Shooting from a boat: the practical bits
A few things that have improved my anchorage photographs more than any lens:
- Shoot the bays of the south early or late. The midday Mediterranean light is harsh and flattens the water; the gold hour after sunrise and before sunset is where the colour lives.
- For the turquoise of the Glenan or Porquerolles, you need sun high enough to light the sand through the water, so a bright day around midday beats a low-sun evening. The two needs conflict, so pick your bay to suit the day's light.
- A polarising filter cuts the surface glare and deepens the blue more than any edit. It is the one bit of kit I would not cruise without if photographs matter to you.
- Anchor cleanly, set the hook, then take the dinghy off the boat to photograph it. The picture is almost always better with the boat as the subject, framed against the bay, rather than shot from aboard.

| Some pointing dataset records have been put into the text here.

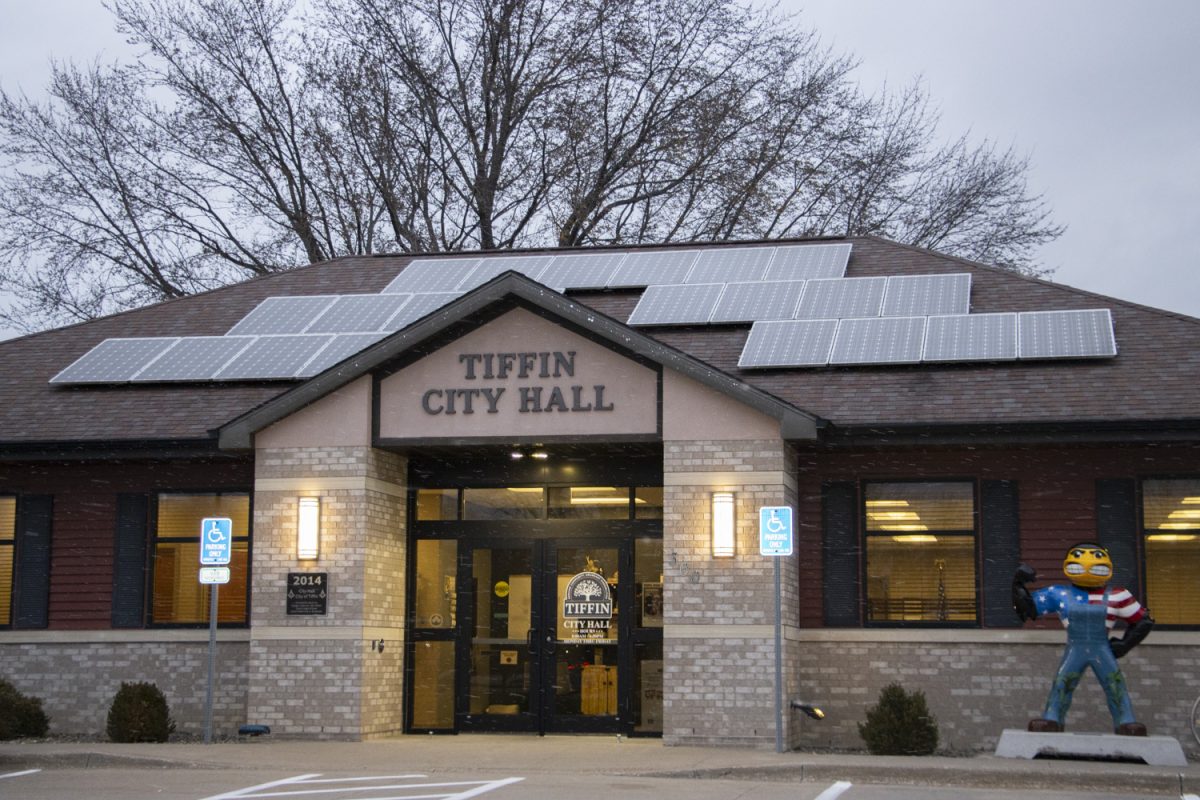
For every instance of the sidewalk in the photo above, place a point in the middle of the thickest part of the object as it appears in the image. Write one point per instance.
(526, 755)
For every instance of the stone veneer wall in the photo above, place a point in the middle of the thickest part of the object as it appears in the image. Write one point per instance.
(78, 674)
(328, 677)
(977, 683)
(719, 614)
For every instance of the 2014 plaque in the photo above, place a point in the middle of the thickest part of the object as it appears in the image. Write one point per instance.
(307, 593)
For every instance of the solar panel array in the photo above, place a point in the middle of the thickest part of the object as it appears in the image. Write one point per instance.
(935, 338)
(804, 313)
(921, 295)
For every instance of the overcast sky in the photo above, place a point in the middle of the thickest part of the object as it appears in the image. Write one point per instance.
(1103, 95)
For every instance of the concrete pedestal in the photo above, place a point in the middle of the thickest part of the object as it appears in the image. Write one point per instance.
(1156, 751)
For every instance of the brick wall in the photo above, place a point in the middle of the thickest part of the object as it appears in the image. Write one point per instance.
(719, 667)
(77, 680)
(977, 686)
(325, 675)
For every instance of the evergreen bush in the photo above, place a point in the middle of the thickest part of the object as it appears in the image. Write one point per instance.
(899, 725)
(139, 713)
(21, 716)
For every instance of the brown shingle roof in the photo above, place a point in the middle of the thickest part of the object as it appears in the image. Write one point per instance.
(1155, 378)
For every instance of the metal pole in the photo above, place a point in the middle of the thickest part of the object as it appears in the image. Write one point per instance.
(213, 663)
(779, 663)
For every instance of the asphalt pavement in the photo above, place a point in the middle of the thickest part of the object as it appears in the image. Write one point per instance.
(595, 755)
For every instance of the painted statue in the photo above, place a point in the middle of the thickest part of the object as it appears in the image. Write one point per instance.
(1089, 608)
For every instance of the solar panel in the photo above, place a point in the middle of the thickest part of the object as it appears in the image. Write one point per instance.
(881, 340)
(581, 271)
(730, 264)
(789, 343)
(274, 356)
(1067, 335)
(195, 358)
(419, 306)
(654, 268)
(747, 302)
(426, 275)
(528, 265)
(971, 337)
(925, 295)
(113, 361)
(341, 347)
(282, 316)
(841, 298)
(358, 313)
(677, 305)
(805, 262)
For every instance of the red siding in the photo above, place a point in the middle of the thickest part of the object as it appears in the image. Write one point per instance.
(85, 519)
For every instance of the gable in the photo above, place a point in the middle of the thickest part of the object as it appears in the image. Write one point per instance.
(519, 377)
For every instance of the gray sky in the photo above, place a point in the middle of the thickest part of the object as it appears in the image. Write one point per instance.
(1104, 95)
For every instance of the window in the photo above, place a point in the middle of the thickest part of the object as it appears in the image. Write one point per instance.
(921, 552)
(178, 596)
(1171, 523)
(7, 549)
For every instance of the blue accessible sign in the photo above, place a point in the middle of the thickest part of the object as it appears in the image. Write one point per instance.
(775, 530)
(216, 540)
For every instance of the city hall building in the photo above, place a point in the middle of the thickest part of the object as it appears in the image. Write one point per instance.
(521, 492)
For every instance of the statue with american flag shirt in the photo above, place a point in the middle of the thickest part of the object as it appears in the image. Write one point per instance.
(1089, 608)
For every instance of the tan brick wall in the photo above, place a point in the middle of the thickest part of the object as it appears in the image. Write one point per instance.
(77, 680)
(719, 687)
(330, 679)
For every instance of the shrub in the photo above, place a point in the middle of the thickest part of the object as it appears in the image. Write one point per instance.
(21, 715)
(139, 713)
(900, 725)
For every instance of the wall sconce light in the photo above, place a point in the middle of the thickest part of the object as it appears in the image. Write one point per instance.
(309, 529)
(723, 524)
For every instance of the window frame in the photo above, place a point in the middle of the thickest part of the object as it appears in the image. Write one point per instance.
(154, 540)
(1144, 534)
(11, 542)
(976, 539)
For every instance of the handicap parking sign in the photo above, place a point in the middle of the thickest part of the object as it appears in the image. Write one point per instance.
(216, 540)
(775, 530)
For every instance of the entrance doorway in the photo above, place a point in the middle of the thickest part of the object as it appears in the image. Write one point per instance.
(545, 644)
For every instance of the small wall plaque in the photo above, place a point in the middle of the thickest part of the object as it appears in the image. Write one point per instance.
(307, 593)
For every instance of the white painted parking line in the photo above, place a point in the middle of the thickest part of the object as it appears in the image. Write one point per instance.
(834, 791)
(353, 787)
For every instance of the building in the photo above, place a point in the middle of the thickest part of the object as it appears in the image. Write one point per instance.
(522, 491)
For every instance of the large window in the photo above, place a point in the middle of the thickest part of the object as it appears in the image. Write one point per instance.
(921, 552)
(178, 596)
(7, 548)
(1171, 519)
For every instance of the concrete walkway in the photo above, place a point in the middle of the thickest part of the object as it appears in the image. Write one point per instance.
(527, 755)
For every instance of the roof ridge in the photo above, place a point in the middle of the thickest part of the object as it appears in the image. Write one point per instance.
(1031, 278)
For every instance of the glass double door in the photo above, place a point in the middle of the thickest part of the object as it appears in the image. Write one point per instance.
(543, 644)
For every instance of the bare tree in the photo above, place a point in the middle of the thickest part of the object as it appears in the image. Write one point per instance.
(251, 136)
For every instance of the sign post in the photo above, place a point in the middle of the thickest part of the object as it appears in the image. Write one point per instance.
(775, 541)
(216, 549)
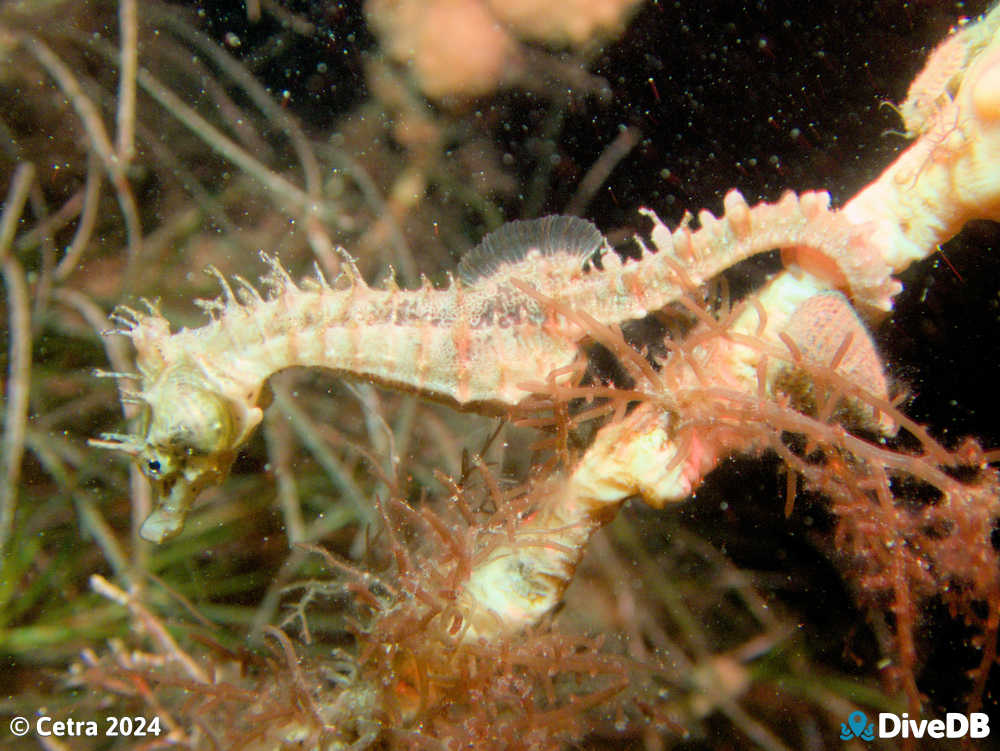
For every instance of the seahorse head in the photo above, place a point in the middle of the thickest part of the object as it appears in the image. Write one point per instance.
(190, 433)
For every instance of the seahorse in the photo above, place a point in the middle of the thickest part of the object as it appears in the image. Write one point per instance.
(474, 344)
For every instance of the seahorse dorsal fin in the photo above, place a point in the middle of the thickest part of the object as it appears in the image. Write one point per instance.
(514, 241)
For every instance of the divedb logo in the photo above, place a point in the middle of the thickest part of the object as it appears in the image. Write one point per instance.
(954, 725)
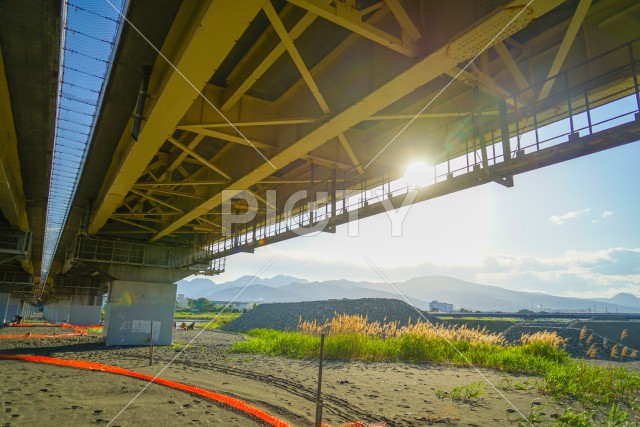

Houat and the white-sand Atlantic
Brittany hides one more photograph that surprises everyone. The great beach of Treac'h er Goured on Houat runs 2.2 kilometres in an arc of fine pale sand backed by a belt of dunes, and on a bright day the water over it turns a clear green that has no business being that far north. A boat anchored off the beach, framed against the dunes with the open Atlantic behind, makes a picture that most people guess is somewhere far warmer. The light here is fickle, so this is a fine-weather shot taken when the sun is high enough to light the sand through the water. It is open to the east, so you photograph it on a westerly day, which also gives you the shelter to lie still while you work the angles.
The clifftop wildcard
For something most cruisers miss, the western drying anchorages have a stark beauty of their own. The Banc du Bucheron sandbank off the Fier d'Ars on Ile de Re dries to a vast expanse of clean sand at low water, an 800-hectare bay where you can anchor, dry out and walk the bank. Photographed at the turn of the tide, with the boat sitting on its own reflection over wet sand and La Rochelle's masts a forest on the horizon, it is as striking in its way as any turquoise calanque, and you will likely have it to yourself.